Israel is bombing Lebanon in open defiance of a U.S.-brokered ceasefire, and its own cabinet ministers are bragging about it — all while American taxpayers keep footing the bill.

Here's the deal Washington cut: on Wednesday, the United States and Iran signed an agreement requiring military operations to cease across all fronts. By Friday, Israel and Hezbollah had agreed to a ceasefire. Then the bombs kept falling. Israeli strikes killed 16 people and wounded 12 more in the city of Nabatieh and surrounding villages, according to the Lebanese Civil Defense. The Israeli military claims it was responding after Hezbollah "launched more than 50 projectiles at Israeli forces."

So much for peace. A U.S. intelligence assessment, reported by the New York Times, already concluded that Israel is likely to keep operating against Hezbollah regardless of any agreement, because Prime Minister Benjamin Netanyahu faces domestic pressure. In other words, Washington knew the deal wouldn't hold — and signed it anyway.

But the real story isn't the ceasefire collapsing. It's that Israeli officials are saying the quiet part out loud: they don't answer to America, and they want total war.

National Security Minister Itamar Ben-Gvir posted that "all of Lebanon must burn" and that "for every tear of an Israeli mother, a thousand Lebanese mothers must weep." He explicitly rejected the U.S.-Iran agreement, declaring "Israel is not subordinate to the United States" and called for Lebanon to be "obliterated." Finance Minister Bezalel Smotrich demanded "opening the gates of hell" in Lebanon — language he previously used regarding Gaza. Defence Minister Israel Katz announced that 200,000 displaced residents of southern Lebanon "will not return. None of them will return."

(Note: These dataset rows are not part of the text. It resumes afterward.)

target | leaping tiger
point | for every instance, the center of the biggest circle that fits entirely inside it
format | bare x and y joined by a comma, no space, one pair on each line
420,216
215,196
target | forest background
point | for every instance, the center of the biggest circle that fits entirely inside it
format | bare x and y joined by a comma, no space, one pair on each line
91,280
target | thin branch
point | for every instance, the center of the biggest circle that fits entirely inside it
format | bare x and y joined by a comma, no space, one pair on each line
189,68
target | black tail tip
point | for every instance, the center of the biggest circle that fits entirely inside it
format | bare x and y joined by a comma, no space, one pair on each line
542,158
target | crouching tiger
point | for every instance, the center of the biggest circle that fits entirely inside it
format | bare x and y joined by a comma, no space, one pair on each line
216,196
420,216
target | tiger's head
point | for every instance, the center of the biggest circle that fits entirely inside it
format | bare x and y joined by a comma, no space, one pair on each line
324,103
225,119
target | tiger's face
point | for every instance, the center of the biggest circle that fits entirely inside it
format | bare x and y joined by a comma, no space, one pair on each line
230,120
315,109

That's three senior Israeli officials calling for obliteration, hellfire, and permanent displacement — on the same weekend U.S. envoy Steve Witkoff traveled to Switzerland to meet Iranian Foreign Minister Abbas Araghchi for talks. Araghchi responded to Ben-Gvir by calling his comments proof of a "genocidal death cult headquartered in Tel Aviv" whose "only interest is permanent war."

The British Foreign Secretary Yvette Cooper condemned Ben-Gvir's remarks as "horrendous and abhorrent." Notice who's missing from that list of critics: anyone in Washington with the power to actually do something about it.

Since Israel's offensive against Hezbollah began on March 2, more than 1.2 million people have been displaced and over 1,200 killed in Lebanon, per Lebanese authorities. Politico.eu framed the continued strikes as a complication for the U.S.-Iran deal; Al Jazeera led with Ben-Gvir's incendiary rhetoric and the mass displacement orders. Both are true. Neither outlet asked the question that matters most to Americans: why are we still paying for this?

Ben-Gvir says Israel isn't subordinate to the United States. Fair enough. Then let's act like it. No more blank checks. No more weapons. No more diplomatic cover. If Israel wants to reject a U.S.-brokered ceasefire and burn Lebanon on its own dime, that's its sovereign decision. But a sovereign nation funds its own wars.

The question isn't whether the ceasefire holds. The question is how long American taxpayers keep funding a war their own government can't stop.